At least 185 calling male corncrakes have been recorded in Ireland to date this year, the Connacht field officer for the Corncrake LIFE project Liam Loftus has said.

He told the Irish Farmers Journal that with the census period for recording the birds almost over, numbers of calling males are at 185, up from 146 last year.

These are the best numbers recorded of the bird in about five years, Loftus said, and was greatly helped by an increase in reports from members of the public, as well as extra staff to assist during the census in 2021.

“There was a colder start to the breeding season this year, with fewer birds calling at night initially, but it’s gradually warmed up,” he said.


He said it was a great year for Co Kerry, with three birds confirmed this year and another due to be confirmed this week.

“That’s double last year’s numbers and communication with local landowners has greatly helped us locate breeding sites.

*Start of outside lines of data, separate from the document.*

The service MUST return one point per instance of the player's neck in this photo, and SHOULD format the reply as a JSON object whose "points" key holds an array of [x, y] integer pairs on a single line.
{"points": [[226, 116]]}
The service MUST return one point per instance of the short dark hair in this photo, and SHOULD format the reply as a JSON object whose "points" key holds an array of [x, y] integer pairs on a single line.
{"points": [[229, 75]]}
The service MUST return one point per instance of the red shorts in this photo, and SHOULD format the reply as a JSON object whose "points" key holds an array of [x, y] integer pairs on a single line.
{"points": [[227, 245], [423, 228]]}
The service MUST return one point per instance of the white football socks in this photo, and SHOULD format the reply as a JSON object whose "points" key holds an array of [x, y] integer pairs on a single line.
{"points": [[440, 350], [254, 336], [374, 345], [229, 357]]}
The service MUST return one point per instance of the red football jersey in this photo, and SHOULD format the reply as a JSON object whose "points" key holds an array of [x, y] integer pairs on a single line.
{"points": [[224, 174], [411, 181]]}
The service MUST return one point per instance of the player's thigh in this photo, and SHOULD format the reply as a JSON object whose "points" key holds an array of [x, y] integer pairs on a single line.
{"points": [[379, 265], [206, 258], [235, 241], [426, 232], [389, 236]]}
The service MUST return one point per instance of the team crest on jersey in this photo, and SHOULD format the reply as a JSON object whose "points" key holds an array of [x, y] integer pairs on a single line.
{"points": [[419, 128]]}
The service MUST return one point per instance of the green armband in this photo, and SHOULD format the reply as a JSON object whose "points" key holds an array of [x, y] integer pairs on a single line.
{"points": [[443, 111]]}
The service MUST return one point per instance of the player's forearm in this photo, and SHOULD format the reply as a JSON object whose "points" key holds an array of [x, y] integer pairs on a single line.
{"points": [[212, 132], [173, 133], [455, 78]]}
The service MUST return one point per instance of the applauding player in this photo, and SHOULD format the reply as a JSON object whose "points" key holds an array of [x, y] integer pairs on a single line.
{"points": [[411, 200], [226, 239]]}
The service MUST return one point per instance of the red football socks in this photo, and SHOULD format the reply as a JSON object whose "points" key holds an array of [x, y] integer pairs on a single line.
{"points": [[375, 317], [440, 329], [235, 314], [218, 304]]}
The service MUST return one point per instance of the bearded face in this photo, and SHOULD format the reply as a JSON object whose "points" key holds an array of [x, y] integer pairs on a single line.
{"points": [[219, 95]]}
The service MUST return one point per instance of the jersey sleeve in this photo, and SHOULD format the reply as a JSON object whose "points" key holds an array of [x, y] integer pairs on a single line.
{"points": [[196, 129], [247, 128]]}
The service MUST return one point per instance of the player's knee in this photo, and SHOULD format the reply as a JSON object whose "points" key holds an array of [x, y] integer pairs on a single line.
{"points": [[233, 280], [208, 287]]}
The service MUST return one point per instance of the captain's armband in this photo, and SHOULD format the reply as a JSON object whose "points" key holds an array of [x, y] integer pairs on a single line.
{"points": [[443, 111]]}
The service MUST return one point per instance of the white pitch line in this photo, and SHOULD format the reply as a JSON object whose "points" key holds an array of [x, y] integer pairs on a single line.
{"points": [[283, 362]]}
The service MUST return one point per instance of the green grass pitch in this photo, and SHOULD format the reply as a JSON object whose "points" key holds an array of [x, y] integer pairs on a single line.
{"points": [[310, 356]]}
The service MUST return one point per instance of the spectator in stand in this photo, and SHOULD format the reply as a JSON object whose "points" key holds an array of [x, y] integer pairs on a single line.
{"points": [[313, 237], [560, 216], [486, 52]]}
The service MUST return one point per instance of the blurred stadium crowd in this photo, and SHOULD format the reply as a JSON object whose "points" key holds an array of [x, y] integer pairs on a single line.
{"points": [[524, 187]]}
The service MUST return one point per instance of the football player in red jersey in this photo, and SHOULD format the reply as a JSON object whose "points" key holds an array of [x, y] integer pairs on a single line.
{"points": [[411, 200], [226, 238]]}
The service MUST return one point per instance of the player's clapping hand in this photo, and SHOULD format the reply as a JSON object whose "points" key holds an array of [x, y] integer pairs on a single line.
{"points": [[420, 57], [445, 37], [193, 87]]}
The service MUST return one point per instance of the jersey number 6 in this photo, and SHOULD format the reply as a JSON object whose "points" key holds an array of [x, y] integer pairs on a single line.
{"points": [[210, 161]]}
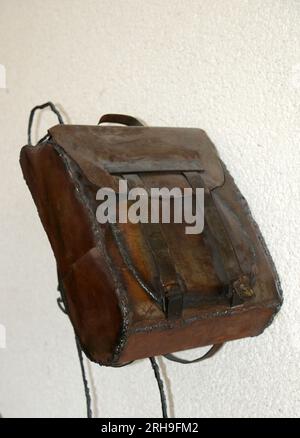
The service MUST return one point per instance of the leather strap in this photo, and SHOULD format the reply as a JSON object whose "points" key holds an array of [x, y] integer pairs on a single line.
{"points": [[226, 261], [213, 350], [169, 281], [122, 119]]}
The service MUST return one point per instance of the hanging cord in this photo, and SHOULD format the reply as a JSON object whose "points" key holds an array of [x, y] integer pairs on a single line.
{"points": [[160, 387], [31, 117], [62, 306]]}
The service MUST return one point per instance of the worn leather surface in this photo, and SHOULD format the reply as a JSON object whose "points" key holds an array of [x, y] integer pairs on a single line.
{"points": [[115, 319]]}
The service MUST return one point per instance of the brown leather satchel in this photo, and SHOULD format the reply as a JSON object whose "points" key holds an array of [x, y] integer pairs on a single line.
{"points": [[139, 290]]}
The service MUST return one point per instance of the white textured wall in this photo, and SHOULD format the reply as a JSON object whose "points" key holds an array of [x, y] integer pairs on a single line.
{"points": [[231, 67]]}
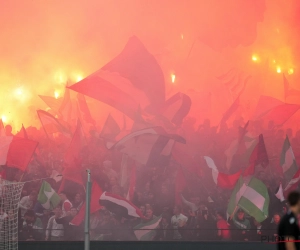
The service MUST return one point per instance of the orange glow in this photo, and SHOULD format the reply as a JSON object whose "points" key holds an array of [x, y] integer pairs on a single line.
{"points": [[19, 91], [56, 94], [173, 78], [291, 71], [4, 118], [79, 78], [278, 70], [60, 78], [254, 58]]}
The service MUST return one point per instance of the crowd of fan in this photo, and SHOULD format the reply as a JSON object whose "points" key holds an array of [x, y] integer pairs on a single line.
{"points": [[154, 192]]}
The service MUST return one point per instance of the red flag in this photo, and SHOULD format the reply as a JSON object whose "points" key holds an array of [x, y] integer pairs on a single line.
{"points": [[73, 152], [85, 109], [50, 124], [22, 133], [137, 65], [222, 180], [16, 152], [66, 107], [2, 130], [139, 80], [182, 155], [110, 89], [280, 114], [287, 90], [259, 156], [176, 108], [231, 110], [96, 192], [180, 184], [264, 105], [110, 129], [292, 184]]}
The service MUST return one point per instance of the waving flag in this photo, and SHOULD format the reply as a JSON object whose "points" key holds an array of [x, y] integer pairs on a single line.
{"points": [[280, 114], [288, 161], [292, 184], [120, 206], [264, 105], [243, 146], [146, 231], [148, 146], [96, 192], [287, 90], [72, 154], [85, 109], [131, 79], [251, 195], [259, 156], [52, 102], [234, 106], [50, 124], [176, 108], [2, 129], [132, 183], [220, 179], [16, 151], [110, 129], [47, 197], [137, 65], [22, 133]]}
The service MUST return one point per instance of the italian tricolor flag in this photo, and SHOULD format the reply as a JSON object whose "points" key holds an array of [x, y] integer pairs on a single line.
{"points": [[251, 195], [146, 231], [288, 162]]}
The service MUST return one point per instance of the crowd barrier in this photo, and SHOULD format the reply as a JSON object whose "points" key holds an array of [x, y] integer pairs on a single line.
{"points": [[190, 235], [138, 245]]}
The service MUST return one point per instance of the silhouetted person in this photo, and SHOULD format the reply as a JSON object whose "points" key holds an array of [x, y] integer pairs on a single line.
{"points": [[288, 230]]}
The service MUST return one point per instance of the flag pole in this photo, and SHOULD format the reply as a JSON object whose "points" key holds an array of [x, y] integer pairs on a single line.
{"points": [[87, 212]]}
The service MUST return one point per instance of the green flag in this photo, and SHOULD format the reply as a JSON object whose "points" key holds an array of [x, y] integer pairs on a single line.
{"points": [[251, 195], [47, 197], [288, 162]]}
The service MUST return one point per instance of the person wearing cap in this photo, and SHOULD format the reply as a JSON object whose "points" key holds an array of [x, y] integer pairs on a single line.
{"points": [[288, 229]]}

“Galway has 21 birds so far, with an increase from two to three on Omey Island and a bird returning to Turbot Island for the first time since 2017,” he said.

On Clare Island, the birds have returned again this year after successfully breeding there for the first time in 20 years last year, he said.

“In total, there are 43 calling males confirmed in Mayo at the moment with at least five more yet to confirm.

“In Donegal, there were significant increases on the mainland - 32 in 2020 to 44 in 2021 and 74 calling males recorded on the Donegal islands so far this season.

“This is an increase on last year’s island numbers, as the Donegal islands were under-recorded in 2020 due to COVID-19 travel restrictions,” Loftus said.

Corncrake grant scheme

The uptake of the corncrake grant scheme was particularly high again this year in Mayo and Galway, with the majority of farmers choosing to delay mowing until later in the season, Loftus said.

Corncrake-friendly mowing in Belmullet, Co Mayo. Cutting the fields from the centre of the field towards the edges by leaving an uncut strip at least two metres wide around the field edges to provide an escape route for corncrakes. \ Michael Mc Laughlin

“This may have been the result of slower growth rates early in the season and a chance of a higher yield in August.

"In the next few weeks, we will be attending mowings when the weather permits for any landowners who delayed until August or September.

“Overall this season, we experienced a high level of participation from members of the public for reporting and recording corncrakes throughout the country, and the islands in particular benefited from higher numbers of tourists seeing and hearing the corncrake,” he said.

Outlook for the bird

Loftus said that the outlook for the corncrake is looking good in the core areas of Mayo, Galway and Donegal, with the pilot for the Corncrake LIFE project currently under way and a plan to roll the project out for landowner participation by the start of 2022.